Liposomes are lipid based bilayer vesicles that can encapsulate, deliver and release low-soluble drugs and small molecules to a specific target site in the body. They are currently exploited in several nanomedicine formulations. However, their development and application is still limited by expensive and time-consuming process development and production methods. Therefore, to exploit these systems more effectively and support the rapid translation of new liposomal nanomedicines from bench to bedside, new cost-effective and scalable production methods are needed. We present a continuous process flow system for the preparation, modification and purification of liposomes which offers lab-on-chip scale production. The system was evaluated for a range of small vesicles (below 300 nm) varying in lipid composition, size and charge; it offers effective and rapid nanomedicine purification with high lipid recovery (> 98%) combined with effective removal of non-entrapped drug (propofol >95% reduction of non-entrapped drug present) or protein (ovalbumin >90% reduction of OVA present) and organic solvent (ethanol >95% reduction) in less than 4 minutes. The key advantages of using this bench-top, rapid, process development tool are the flexible operating conditions, interchangeable membranes and scalable high-throughput yields, thereby offering simultaneous manufacturing and purification of nanoparticles with tailored surface attributes.

Type: Article
Title: Formation and purification of tailored liposomes for drug delivery using a module-based micro continuous-flow system
Open access status: An open access version is available from UCL Discovery
DOI: 10.1038/s41598-017-11533-1
Publisher version: http://dx.doi.org/10.1038/s41598-017-11533-1
Language: English
Additional information: Open Access This article is licensed under a Creative Commons Attribution 4.0 International License, which permits use, sharing, adaptation, distribution and reproduction in any medium or format, as long as you give appropriate credit to the original author(s) and the source, provide a link to the Creative Commons license, and indicate if changes were made.

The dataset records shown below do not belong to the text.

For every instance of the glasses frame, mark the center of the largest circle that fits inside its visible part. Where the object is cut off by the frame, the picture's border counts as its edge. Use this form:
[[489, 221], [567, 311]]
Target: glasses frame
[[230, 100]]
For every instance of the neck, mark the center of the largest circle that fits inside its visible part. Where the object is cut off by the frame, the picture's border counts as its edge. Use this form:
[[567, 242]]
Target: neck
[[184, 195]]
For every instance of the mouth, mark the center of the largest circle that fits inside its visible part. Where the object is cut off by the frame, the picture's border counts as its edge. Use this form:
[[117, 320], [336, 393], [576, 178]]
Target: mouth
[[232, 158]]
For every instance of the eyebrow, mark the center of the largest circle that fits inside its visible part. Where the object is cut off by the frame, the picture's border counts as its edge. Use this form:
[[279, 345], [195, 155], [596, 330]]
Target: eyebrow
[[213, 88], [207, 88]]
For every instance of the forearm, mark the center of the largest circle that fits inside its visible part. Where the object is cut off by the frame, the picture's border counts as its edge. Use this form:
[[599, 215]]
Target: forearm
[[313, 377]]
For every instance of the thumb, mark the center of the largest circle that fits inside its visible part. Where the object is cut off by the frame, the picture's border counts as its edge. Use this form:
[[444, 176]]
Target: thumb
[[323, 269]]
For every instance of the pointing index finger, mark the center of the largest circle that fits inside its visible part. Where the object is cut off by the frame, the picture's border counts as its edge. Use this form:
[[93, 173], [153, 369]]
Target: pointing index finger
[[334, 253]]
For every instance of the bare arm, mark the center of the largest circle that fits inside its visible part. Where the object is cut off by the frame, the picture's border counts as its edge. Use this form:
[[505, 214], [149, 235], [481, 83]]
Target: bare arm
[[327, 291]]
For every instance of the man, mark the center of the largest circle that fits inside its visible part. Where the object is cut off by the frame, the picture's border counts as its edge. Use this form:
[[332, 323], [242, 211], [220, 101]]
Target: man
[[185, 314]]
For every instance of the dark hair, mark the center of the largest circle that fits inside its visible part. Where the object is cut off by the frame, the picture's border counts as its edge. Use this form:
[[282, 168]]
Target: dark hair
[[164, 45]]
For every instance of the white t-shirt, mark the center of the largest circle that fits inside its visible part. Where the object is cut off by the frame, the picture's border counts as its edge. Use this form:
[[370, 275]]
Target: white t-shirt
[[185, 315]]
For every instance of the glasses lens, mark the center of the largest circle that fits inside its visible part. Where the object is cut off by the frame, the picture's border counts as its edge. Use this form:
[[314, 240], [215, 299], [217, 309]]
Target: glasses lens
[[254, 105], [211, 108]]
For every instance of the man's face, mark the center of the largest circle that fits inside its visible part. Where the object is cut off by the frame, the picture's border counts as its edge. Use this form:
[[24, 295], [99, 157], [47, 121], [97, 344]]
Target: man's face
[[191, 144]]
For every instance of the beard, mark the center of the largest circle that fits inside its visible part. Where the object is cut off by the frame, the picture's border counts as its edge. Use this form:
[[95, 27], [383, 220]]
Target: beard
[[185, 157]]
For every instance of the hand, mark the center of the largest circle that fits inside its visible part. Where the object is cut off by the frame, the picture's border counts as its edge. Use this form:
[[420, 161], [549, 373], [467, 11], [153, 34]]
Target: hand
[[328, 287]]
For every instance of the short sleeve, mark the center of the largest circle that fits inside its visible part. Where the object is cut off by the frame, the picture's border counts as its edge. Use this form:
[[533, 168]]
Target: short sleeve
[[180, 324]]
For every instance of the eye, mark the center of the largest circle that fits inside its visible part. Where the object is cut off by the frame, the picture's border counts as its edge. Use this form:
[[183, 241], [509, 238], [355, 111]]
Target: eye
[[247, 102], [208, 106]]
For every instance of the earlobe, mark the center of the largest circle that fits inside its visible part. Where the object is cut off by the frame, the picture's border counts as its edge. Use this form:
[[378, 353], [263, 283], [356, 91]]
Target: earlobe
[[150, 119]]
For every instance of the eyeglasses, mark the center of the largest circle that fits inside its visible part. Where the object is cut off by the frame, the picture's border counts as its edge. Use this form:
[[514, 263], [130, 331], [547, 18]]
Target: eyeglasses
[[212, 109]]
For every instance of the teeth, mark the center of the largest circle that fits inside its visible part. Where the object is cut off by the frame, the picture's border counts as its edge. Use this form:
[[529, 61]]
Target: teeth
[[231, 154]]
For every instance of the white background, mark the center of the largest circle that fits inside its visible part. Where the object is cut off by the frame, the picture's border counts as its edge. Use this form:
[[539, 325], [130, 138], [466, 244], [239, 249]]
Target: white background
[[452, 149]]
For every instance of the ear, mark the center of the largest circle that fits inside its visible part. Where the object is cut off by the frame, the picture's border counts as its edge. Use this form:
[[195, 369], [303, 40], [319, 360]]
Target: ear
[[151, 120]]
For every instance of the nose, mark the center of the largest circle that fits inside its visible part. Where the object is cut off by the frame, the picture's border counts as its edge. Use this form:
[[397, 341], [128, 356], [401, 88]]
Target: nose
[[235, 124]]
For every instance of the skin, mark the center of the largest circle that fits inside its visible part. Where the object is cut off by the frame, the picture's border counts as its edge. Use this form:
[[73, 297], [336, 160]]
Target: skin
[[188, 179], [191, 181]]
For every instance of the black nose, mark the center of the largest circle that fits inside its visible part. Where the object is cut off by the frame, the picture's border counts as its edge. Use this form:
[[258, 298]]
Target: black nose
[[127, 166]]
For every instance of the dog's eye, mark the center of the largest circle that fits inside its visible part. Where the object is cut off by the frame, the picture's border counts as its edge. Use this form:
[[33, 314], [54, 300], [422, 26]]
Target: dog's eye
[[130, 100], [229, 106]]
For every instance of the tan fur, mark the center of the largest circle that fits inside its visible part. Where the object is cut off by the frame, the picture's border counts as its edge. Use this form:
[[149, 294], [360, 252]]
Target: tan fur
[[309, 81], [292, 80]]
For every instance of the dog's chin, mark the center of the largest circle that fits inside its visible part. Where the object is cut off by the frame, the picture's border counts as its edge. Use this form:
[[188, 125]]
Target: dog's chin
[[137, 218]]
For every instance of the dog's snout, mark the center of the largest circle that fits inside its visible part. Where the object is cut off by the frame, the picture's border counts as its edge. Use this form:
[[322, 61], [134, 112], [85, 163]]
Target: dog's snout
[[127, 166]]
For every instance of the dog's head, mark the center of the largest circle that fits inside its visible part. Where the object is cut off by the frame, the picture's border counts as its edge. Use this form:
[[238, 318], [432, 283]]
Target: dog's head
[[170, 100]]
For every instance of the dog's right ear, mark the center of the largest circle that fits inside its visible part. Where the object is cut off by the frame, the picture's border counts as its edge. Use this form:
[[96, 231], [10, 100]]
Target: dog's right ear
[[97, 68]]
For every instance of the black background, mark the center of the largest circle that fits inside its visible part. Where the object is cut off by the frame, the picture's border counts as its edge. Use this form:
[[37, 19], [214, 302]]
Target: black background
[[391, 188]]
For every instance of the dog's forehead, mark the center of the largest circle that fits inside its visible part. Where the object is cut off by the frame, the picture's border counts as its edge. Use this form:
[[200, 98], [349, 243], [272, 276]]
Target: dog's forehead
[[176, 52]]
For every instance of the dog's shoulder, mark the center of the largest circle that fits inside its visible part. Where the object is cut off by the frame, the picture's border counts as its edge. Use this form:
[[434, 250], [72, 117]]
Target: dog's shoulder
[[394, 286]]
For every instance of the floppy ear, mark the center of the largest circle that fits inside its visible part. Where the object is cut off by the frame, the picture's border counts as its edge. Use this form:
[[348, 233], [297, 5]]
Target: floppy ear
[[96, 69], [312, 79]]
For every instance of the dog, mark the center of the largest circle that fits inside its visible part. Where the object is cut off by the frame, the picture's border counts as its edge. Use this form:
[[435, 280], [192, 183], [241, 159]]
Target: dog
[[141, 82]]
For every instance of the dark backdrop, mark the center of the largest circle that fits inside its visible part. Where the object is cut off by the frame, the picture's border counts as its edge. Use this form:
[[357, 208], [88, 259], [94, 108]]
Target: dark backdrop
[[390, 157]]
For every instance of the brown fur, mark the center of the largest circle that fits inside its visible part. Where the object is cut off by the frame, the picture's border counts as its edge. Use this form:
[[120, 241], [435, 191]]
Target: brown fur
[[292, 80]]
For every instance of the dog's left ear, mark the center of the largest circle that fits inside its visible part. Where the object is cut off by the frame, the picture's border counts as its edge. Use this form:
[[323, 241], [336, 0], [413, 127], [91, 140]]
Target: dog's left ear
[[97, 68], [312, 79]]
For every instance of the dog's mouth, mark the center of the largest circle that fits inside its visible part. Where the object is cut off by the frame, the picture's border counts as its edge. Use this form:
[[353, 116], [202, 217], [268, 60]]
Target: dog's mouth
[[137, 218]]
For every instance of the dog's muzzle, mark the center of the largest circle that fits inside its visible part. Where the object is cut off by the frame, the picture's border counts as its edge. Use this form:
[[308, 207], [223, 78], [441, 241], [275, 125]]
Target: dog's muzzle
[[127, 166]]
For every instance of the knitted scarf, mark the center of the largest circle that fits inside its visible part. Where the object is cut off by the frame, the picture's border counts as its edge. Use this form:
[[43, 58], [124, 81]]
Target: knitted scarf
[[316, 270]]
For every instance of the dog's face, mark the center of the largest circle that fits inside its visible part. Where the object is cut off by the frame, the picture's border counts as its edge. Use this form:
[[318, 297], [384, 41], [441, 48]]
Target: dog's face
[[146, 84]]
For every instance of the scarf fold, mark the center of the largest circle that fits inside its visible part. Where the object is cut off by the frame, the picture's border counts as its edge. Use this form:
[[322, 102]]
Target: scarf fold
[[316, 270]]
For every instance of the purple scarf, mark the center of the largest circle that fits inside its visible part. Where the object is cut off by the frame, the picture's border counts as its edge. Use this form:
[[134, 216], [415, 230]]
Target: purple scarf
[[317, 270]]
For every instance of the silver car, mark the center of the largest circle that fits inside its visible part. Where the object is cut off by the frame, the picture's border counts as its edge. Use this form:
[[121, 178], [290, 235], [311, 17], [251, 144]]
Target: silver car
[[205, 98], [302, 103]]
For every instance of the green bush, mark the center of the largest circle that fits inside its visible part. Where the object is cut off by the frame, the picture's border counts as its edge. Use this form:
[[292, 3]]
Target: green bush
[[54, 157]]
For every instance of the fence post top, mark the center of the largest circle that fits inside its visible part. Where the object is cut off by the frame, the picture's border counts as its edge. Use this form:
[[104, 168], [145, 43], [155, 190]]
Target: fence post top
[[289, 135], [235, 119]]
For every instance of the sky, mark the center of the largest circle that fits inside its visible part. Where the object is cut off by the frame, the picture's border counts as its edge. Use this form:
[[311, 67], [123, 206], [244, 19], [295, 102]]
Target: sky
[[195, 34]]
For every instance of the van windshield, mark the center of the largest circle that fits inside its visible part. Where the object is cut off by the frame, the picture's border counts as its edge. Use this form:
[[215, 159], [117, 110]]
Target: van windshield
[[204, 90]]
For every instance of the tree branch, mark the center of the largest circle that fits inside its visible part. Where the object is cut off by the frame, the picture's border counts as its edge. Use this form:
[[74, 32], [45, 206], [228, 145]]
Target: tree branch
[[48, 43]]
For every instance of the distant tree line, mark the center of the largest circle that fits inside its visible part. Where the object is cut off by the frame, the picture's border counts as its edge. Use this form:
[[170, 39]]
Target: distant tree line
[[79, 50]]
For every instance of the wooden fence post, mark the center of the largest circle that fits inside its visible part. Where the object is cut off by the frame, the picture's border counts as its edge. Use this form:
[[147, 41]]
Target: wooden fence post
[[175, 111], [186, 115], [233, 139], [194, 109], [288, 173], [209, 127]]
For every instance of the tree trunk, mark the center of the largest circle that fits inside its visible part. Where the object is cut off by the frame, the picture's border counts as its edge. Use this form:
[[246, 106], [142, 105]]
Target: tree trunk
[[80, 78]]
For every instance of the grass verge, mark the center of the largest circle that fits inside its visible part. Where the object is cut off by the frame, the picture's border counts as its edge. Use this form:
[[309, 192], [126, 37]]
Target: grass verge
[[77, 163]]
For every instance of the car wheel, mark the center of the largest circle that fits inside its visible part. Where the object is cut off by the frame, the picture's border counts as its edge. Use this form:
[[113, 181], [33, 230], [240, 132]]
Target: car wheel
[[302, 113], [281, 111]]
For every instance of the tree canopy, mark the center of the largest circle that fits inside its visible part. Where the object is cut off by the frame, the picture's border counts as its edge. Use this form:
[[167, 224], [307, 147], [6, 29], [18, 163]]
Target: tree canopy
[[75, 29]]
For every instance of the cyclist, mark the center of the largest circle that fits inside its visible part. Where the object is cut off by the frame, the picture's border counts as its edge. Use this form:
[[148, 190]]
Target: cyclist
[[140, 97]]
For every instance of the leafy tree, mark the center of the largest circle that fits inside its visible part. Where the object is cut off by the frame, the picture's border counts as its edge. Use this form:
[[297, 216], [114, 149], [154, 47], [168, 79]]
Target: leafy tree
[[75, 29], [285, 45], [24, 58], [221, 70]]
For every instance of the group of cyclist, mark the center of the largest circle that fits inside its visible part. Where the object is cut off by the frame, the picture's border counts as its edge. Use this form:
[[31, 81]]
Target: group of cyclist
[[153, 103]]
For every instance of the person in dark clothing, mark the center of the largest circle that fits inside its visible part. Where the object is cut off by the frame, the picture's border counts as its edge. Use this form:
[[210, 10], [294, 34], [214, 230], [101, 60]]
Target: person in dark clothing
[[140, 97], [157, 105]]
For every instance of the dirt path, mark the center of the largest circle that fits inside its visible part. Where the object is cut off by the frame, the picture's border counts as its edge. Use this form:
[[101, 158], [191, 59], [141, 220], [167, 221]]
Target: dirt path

The images or other third party material in this article are included in the article’s Creative Commons license, unless indicated otherwise in a credit line to the material. If material is not included in the article’s Creative Commons license and your intended use is not permitted by statutory regulation or exceeds the permitted use, you will need to obtain permission directly from the copyright holder. To view a copy of this license, visit http://creativecommons.org/licenses/by/4.0/.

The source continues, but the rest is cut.